Política

13/02/2020 13:55

Bolsonaro recebe bancada do agro, pede apoio para o Brasil e exploração de mineração em terras indígenas

(Brasília-DF, 13/02/2020) O Presidente Bolsonaro recebeu a bancada do agronegócio representada pela Frente  Parlamenta da Agropecuária(FPA)  e destacou a importância do envolvimento da bancada na aprovação do projeto que regulamenta a mineração, produção de petróleo, gás e geração de energia elétrica em terras indígenas (PL 191/2020) no Congresso Nacional. Bolsonaro pediu que os parlamentares façam a defesa do Brasil.

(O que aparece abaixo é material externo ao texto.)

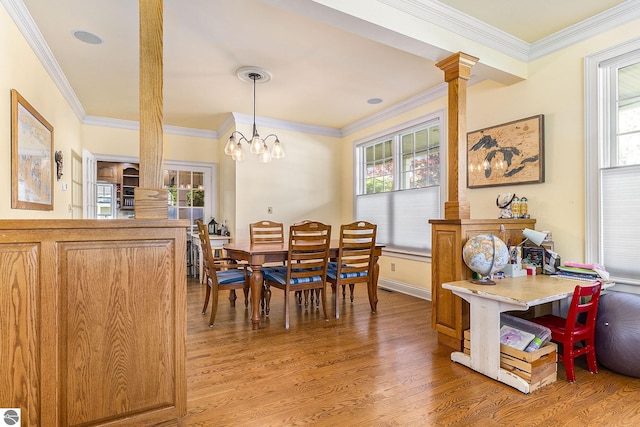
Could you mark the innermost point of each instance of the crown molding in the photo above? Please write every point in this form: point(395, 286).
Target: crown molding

“O tema principal foi a emenda que nós aprovamos [na MP 897/19] sobre crédito rural. Um projeto muito amplo, que [cria e] tem o [fundo de] aval solidário – uma novidade, e também com a perspectiva de prorrogar os débitos, sobretudo os nordestinos, e foi isso que o presidente falou. E também sobre a questão do meio ambiente que está muito problemática, em que o Brasil está sendo massacrado no mundo todo, e o presidente criou um conselho da Amazônia comandada pelo vice-presidente da República, Mourão, e então ele [Bolsonaro] estava muito entusiasmado com esses projetos novos e a bancada ruralista vai dar todo o apoio na tramitação desta matéria no Congresso Nacional”, disse o deputado Roberto Pessoa(PSDB-CE), fundador da Bancada do Nordeste e membro da FPA. 

Sobre o PL 191/2020, o presidente FPA, deputado Alceu Moreira (MDB-RS), destacou a importância da medida.  “Só vai produzir na propriedade o índio que quiser produzir. Mas não tem sentido ele ter 1,311 milhão de hectares como a etnia Parecis, no Mato Grosso, do outro lado tem uma propriedade de 70 mil, 80 mil hectares em que o proprietário vai muito bem, obrigado, e naquela população indígena, o cidadão ter que fazer balaio”, argumentou.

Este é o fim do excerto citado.